Another year, another TechDay from Arm. Over the last several years Arm’s event has come as clockwork in the May timeframe and has every time unveiled the newest flagship CPU and GPU IPs. This year is no exception as the event is back on the American side of the Atlantic in Austin Texas where Arm has one of its major design centres.

Two years ago during the unveiling of the Cortex A73 I had talked a bit more about Arm’s CPU design teams and how they’re spread across locations and product lines. The main design centres for Cortex-A series of CPUs are found in Austin, Texas; Cambridge, the United Kingdom, and Sophia-Antipolis in the south of France near Nice. For the last two years the Cortex A73 and Cortex A75 were designs that mainly came out of the Sophia team while the Cortex A53 and more recently the A55 were designs coming out of Cambridge. This means that we haven’t seen any recent designs coming out of Austin and the last of the “Austin family” of CPUs were the A57 and A72.

The project being worked on in Austin had been hyped up for several years – I remember even as early as the A73 release back in 2016 the company had pulled forward some elements from an advanced future microarchitecture on the back-end pipelines, especially on the FP/SIMD side. The Cortex A75 was further remarked as pulling more elements from this new mysterious project.

Today we can finally unveil what the Austin team has been working on – and it’s a big one. The new Cortex A76 is a brand new microarchitecture which has been built from scratch and lays the foundation for at least two more generations for what I’ll call “the second generation of Austin family” of CPUs.

The Cortex A76 is important for Arm for a design perspective as it represents a new start from a clean sheet. It’s rare for IP claim to be able to do this as it represents a great resource and time investment and if it weren’t for the Sophia design team taking over the steering wheel for the last two generations of products it wouldn’t have been reasonable to execute. The execution of the CPU design teams should be emphasised in particular as Arm claims this is the 5th generation “annual beat” product where the company delivers a new microarchitecture every new year. Think of it as an analogue to Intel’s past Tick-Tock strategy, but rather Tock-Tock-Tock for Arm with steady CAGR (compound annual growth rate) of 20-25% every generation coming from µarch improvements.

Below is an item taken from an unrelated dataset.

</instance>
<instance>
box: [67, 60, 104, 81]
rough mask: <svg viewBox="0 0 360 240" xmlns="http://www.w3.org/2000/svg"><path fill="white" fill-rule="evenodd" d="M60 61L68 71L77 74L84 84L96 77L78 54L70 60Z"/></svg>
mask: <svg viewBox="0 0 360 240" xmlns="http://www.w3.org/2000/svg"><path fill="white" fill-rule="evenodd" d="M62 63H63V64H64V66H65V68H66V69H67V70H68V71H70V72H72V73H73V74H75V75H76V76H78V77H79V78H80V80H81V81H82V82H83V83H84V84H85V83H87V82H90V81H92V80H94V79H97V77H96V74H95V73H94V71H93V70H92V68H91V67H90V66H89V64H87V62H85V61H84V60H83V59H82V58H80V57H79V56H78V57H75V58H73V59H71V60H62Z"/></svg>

So what is the Cortex A76? In Arm’s words, it’s a “laptop-class” performance processor with mobile efficiency. The vision of the A76 as a laptop-class processor had been emphasised throughout the TechDay presentation so it seems Arm is really taking advantage of the large performance boost of the IP to cater to new market segments such as the emerging “Always connected PCs” which Qualcomm is spearheading with their SoC platforms.

The Cortex A76 microarchitecture has been designed with high performance while maintaining power efficiency in mind. Starting from a clean sheet allowed the designers to remove bottlenecks throughout the design and to break previous microarchitectural limitations. The focus here was again maximum performance while remaining within energy efficiency that is fit for smartphones.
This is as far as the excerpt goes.